The feature directing debut of German Matthias Hoene - who rebooted Hammer for the 2008 online serial BEYOND THE RAVE - and co-written by James Moran, who penned SEVERANCE - the zombie-gangster-comedy COCKNEYS VS ZOMBIES does everything it says on the tin, but isn't as wily as it thinks it is. A proposed building development threatens the Bow Bells Care Home with closure, and to secure the wellbeing of their war-hero grandfather Ray (Alan Ford), chancer brothers Terry (Rasmus Hardiker) and Andy (Harry Treadaway) ineptly rob a bank with the aid of spunky cousin Katy (Michelle Ryan), friend Davey (Jack Doolan) and psychopathic weapons-specialist "Mental" Mickey (Ashley Thomas).
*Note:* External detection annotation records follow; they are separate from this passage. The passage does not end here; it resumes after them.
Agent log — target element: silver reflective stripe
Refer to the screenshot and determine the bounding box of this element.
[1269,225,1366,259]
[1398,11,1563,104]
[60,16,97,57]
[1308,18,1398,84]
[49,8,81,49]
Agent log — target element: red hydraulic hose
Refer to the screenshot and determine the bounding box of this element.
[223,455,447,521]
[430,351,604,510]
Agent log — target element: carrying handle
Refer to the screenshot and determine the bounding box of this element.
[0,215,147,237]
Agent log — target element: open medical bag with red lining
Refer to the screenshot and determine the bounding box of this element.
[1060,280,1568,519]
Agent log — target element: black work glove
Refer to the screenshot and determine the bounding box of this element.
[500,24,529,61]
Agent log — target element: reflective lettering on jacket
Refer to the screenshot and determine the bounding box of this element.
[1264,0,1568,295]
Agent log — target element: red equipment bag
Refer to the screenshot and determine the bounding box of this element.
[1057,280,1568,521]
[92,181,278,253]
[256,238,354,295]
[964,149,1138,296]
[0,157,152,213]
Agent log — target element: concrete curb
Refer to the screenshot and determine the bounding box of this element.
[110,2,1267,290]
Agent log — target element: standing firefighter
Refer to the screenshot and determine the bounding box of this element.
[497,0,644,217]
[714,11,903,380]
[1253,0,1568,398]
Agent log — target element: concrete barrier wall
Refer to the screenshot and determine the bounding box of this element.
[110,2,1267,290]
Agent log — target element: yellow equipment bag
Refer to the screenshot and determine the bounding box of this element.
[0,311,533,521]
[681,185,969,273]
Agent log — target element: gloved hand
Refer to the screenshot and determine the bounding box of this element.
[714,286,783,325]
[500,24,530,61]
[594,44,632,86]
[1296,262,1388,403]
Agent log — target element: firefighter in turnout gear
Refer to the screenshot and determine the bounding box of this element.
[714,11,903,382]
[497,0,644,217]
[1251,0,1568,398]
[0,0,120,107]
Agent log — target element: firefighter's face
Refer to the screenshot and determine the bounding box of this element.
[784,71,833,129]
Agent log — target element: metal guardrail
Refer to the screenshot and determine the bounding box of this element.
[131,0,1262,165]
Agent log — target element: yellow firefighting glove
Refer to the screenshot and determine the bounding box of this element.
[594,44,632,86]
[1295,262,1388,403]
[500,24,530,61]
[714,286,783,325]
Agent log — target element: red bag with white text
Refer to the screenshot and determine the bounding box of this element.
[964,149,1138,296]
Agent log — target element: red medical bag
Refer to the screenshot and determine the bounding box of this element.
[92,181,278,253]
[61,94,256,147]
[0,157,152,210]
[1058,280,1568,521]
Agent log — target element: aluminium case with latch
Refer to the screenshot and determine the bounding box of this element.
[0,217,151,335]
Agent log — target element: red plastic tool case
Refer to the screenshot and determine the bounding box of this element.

But the East End of London has more pressing matters; workers at the development site have excavated into a plague pit sealed by Charles II in 1666, unleashing a mutated infection that transforms humans into shambling zombies.

"The Undead are Brown Bread." Former EASTENDER Michelle Ryan is effortlessly strong and sexy in the otherwise irksome COCKNEYS VS ZOMBIES.

Overtly formulaic and a SHAUN OF THE DEAD facsimile, COCKNEYS VS ZOMBIES suffers from muted action scenes, no real tension, and cockney rhyming slang jokes that wear thin pretty fast. Consequently, it's not funny enough to be a memorable comedy, and not scary enough for hardcore zombie enthusiasts. The film works best when it depicts the potential abandonment of the elderly. In the stand-out sequence, deaf Hamish (Richard Briers) hobbles along on his zimmer at the same pace as a ghoul eager for his flesh, and it is this old guard of performers - Ford, Briers, Honor Blackman, Dudley Sutton, Tony Selby, Georgina Hale - that provide the production with ballast.